Thursday, July 31, 2014

did my soil cause the curled-up tomato leaves?

soil test photo 1 In addition to my fall planting, I also set up a test of my garden soils to try to figure out if a problem in the soil caused my curled-up tomato plants. I'd like to know for next year. I have lots of Siberian Red tomato seeds, so I planted these in four soil samples:

1. Tomato bed (this produced plants with curled leaved)
2. Sub-soil (lawn)
3. Purchased compost (same compost that went into the tomato bed)
4. Green's bed (loam and compost from sources different than tomato bed)


I suspect the problem is with the purchased loam that went into the tomato bed. I bet it was treated with an herbicide (2,4-D or glyosphosphate) at some point. Sad that this is so prevalent. Lots of plants can't handle these chemicals and they get spread around all over. 2,4-D degrades rapidly in soils (half life = 6.2 days), so if this is the problem it should dissipate soon.

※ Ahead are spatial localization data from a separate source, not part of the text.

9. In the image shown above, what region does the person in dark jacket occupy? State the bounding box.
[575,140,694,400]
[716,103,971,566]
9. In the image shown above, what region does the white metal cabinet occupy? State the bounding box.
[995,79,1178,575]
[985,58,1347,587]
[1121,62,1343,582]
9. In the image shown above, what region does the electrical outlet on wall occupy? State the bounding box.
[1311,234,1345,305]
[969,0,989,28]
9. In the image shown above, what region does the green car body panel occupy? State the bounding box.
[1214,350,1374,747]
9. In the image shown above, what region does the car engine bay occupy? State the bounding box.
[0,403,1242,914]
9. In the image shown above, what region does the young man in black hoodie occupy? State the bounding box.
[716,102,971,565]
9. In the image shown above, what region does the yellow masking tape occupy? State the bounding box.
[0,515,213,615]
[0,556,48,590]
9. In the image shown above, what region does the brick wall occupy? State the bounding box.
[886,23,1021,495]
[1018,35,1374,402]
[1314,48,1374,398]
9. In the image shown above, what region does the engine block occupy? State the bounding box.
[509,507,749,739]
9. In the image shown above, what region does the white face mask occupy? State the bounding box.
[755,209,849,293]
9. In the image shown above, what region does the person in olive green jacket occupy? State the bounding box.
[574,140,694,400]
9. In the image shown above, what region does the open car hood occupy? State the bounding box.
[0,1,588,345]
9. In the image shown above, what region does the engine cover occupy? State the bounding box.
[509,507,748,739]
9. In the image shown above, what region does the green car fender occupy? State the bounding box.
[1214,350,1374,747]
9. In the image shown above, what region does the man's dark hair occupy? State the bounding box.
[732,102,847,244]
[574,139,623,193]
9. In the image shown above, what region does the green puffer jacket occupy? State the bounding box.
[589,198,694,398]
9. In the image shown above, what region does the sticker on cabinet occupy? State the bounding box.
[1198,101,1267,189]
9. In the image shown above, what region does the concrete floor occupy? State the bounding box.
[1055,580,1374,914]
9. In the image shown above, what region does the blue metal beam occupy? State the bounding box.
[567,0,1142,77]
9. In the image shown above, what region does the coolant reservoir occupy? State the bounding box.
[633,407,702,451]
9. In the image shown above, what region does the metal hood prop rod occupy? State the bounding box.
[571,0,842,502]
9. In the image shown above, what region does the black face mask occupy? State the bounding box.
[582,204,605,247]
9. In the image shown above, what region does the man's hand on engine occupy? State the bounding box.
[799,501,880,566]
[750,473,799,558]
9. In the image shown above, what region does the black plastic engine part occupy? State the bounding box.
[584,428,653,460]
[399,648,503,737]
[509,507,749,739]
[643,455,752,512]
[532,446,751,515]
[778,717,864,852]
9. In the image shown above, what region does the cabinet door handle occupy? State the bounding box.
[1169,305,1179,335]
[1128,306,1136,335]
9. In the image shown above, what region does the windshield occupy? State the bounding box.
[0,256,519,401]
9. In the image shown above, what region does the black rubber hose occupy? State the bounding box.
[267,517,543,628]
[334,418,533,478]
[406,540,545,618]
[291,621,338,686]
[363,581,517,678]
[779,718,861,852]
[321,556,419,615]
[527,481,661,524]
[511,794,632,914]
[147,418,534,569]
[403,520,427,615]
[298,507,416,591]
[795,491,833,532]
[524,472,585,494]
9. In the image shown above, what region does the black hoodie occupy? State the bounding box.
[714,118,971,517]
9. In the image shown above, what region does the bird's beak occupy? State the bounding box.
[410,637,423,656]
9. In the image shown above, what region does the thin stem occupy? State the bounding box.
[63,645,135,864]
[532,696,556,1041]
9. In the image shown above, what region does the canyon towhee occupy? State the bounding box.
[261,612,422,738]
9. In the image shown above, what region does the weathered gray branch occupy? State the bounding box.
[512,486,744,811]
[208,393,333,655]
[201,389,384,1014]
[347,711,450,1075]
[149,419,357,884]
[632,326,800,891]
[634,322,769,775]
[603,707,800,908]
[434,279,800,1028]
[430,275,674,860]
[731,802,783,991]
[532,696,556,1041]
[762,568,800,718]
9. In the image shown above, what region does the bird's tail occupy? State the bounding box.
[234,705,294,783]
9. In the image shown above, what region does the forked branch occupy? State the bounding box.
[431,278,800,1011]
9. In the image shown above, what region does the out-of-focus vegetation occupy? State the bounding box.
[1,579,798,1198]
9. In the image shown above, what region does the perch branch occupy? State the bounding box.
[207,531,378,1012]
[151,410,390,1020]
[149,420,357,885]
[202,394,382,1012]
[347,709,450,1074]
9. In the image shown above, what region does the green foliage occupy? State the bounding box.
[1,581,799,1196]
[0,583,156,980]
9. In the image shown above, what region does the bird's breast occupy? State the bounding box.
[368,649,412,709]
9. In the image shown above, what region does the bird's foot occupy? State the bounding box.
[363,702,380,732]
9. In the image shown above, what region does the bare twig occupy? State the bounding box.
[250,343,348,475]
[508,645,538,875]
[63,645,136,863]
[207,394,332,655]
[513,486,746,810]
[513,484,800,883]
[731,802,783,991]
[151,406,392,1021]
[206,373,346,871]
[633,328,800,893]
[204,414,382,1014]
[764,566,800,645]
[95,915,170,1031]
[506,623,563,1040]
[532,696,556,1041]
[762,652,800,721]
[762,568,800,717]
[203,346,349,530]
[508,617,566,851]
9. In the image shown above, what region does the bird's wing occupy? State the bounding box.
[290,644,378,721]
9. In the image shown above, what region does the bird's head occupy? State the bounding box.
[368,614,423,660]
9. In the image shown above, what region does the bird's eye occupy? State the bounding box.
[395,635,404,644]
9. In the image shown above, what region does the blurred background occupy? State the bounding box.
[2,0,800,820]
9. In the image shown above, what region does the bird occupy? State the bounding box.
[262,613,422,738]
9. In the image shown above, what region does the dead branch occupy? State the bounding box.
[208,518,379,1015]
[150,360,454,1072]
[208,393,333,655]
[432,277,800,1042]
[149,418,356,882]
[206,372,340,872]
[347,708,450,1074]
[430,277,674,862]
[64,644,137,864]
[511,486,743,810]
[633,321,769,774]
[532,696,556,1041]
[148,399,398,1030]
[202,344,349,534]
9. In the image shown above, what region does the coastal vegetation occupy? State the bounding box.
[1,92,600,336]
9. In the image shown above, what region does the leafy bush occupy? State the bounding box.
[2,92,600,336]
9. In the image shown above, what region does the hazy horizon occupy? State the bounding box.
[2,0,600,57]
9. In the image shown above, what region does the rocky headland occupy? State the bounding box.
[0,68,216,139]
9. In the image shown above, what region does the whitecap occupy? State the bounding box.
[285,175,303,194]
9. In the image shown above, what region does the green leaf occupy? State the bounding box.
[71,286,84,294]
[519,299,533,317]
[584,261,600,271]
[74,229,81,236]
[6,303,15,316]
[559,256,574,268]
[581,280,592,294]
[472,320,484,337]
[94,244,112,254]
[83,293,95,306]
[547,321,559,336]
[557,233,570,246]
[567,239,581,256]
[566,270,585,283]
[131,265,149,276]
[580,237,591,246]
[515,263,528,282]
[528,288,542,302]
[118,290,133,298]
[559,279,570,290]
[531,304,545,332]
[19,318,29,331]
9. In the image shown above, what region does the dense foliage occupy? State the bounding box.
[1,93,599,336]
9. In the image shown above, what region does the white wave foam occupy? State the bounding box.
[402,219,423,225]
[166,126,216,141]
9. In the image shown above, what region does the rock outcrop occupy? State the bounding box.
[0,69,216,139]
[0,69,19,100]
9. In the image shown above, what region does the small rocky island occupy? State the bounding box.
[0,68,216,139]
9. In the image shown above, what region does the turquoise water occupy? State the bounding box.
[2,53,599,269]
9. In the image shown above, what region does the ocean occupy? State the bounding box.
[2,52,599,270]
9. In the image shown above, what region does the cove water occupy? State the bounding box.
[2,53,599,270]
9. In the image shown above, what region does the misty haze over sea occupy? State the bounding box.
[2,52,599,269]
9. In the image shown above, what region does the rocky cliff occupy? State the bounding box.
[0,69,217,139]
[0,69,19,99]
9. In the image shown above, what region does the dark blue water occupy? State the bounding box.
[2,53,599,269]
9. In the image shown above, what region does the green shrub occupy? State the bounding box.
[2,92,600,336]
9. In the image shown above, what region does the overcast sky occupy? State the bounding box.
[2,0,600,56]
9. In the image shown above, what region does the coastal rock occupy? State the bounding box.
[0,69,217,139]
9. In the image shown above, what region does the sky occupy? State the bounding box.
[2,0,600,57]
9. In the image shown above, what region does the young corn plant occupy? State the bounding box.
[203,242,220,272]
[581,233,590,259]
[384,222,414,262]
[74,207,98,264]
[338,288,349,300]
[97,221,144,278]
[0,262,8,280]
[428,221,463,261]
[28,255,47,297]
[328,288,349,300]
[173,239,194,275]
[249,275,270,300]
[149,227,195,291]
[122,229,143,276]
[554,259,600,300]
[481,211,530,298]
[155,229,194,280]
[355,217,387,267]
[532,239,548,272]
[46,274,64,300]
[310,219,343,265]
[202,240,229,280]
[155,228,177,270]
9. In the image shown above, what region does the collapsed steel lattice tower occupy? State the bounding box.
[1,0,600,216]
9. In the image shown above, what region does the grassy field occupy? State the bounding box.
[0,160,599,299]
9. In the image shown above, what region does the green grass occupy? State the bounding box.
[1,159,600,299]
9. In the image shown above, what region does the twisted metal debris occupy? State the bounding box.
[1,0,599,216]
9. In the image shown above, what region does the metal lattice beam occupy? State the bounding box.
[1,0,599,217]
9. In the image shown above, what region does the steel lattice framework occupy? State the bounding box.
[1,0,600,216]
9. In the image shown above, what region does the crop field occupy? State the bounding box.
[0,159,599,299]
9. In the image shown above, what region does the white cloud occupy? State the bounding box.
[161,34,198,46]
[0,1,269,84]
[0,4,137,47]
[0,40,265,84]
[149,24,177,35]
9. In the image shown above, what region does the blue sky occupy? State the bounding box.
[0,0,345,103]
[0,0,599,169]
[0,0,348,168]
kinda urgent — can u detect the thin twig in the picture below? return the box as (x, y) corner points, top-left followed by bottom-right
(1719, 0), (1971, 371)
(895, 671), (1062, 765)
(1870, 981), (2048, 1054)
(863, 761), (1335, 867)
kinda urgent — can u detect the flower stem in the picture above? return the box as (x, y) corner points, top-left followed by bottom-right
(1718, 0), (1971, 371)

Fortunately, USDA tests of food crops grown in 2,4-D treated soils risks found that levels are not of concern. OK, but the tomatoes don't grow very well. The 2,4-D dietary risk assessment considered both acute and chronic risks from residues in food based on field trials --- so ... we can eat the produce.

3 comments:

My Veggie Garden said...

When do we find out?

kathy said...

I am starting with seed because there are no seedlings in stores now. I assume if the soil is bad it will affect seedlings right away maybe even affect germination. Not sure what I will find if anything.

kathy said...

Tomato seedlings should take about 7 days to germinate in this summer warmth, so anytime after that might give us an answer.